Reflexión a modo de notas, hacia dónde nos orienta la liturgia del domingo.
JESÚS NOS LLAMA A SALIR DE LA MUERTE Y A CAMINAR
Giotto. Basilica inferior de Asís |
Leyendo con atención los evangelios, vemos que Jesús encuentra a la gente en las calles y en las casas. Sólo en contadas ocasiones en las sinagogas o en el Templo; pero incluso en estos casos no hace gestos “religiosos” sino gestos humanos, como las curaciones. Y son siempre encuentros que cambian la vida. Sin negar la función del templo (vemos cómo expulsa airado a los comerciantes y cambistas que lo están profanando), extiende y enriquece la entrega del fiel a Dios dentro del templo, con la entrega al prójimo fuera del templo.
Hoy en el evangelio de Juan (Jn.11,1-45) nos presenta el encuentro de Jesús con las hermanas que lloran al hermano muerto y después el encuentro con Lázaro al que Jesús llama a “salir de la muerte”. En un recado le habían dicho que el amigo estaba enfermo. Jesús no se puso en camino de inmediato. A los discípulos les dijo que aquella enfermedad no era para muerte sino para la gloria de Dios. ¿Qué podían entender a partir de esta frase los discípulos? Cuando está cerca de Betania, Jesús no llega a entrar en la aldea: Marta le sale al encuentro para acogerlo y expresar su dolor. Mientras comprendemos el llanto de Marta y María y la compasión de Jesús por ellas, escuchamos lo que el Señor dice a Marta: tu hermano resucitará, no sólo en el último día, sino en este día.

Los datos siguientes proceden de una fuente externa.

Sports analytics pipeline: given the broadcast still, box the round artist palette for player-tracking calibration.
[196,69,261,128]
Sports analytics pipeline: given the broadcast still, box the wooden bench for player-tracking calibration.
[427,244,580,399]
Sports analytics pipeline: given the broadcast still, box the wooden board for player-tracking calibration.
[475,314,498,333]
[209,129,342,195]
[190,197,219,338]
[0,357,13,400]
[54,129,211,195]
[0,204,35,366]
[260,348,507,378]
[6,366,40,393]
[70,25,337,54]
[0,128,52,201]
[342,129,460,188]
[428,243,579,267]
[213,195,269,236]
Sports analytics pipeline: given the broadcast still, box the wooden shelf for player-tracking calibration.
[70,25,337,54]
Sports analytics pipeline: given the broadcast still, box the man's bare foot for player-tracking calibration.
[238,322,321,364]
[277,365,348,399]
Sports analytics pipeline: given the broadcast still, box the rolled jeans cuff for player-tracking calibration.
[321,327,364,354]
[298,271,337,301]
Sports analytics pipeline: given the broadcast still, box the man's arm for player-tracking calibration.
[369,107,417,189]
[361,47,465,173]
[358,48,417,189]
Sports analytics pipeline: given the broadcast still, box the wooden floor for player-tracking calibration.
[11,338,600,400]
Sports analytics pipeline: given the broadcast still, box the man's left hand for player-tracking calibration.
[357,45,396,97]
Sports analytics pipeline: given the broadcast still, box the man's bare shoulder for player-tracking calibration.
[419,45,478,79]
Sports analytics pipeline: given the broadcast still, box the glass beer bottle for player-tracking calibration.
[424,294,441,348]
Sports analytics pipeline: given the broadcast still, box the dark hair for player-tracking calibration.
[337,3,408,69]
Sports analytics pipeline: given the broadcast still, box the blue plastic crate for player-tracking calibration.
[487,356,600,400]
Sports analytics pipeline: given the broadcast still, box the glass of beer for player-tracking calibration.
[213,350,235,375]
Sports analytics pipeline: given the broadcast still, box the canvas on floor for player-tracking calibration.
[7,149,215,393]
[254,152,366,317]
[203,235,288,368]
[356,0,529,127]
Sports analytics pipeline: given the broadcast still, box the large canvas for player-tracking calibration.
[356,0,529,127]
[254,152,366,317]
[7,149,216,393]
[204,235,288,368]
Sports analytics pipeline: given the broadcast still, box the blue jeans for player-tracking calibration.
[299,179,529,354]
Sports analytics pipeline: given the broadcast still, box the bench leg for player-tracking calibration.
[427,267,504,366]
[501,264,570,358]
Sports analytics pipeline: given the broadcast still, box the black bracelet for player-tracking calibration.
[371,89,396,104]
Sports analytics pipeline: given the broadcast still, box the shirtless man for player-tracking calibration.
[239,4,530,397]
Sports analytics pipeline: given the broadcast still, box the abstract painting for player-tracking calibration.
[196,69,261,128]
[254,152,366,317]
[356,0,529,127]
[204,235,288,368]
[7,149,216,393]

Jesús, después de presentarse como fuente de agua viva a la samaritana y como luz al ciego, ahora se presenta como la resurrección y la vida y promete que quien cree en Él, aunque pase por la muerte vivirá. Con la fe de Marta y María, una fe aún frágil y en camino, acompañemos a Jesús hasta el sepulcro. Lo oímos dar gracias al Padre porque lo escucha. Después lo oímos gritar dirigiéndose al muerto y ordenándole salir. Y he aquí al amigo Lázaro devuelto a la vida, nacido una segunda vez, resucitado.
En el evangelio de Juan, como en la Cuaresma, estamos en un camino sin retorno: la resurrección de Lázaro es para el evangelista el último signo de Jesús, el que provoca la decisión de su muerte y anticipa el misterio de su Resurrección.
En el camino catecumenal de la Cuaresma, después de las Tentaciones y la Transfiguración que manifiestan la humanidad obediente de Jesús y su divinidad escondida; después de la samaritana y el ciego de nacimiento que nos presentan los signos bautismales del agua y de la luz; viene ahora coronando la catequesis el signo de Lázaro, que nos presenta a Jesús como resurrección y vida, y nos introduce en el tiempo de Pasión. Quien confiesa a Jesús como Mesías, Señor de la Vida, puede atravesar la muerte sin quedar aprisionado en ella; puede acompañar a Jesús en su Pasión, confiando como Él en el poder del Padre.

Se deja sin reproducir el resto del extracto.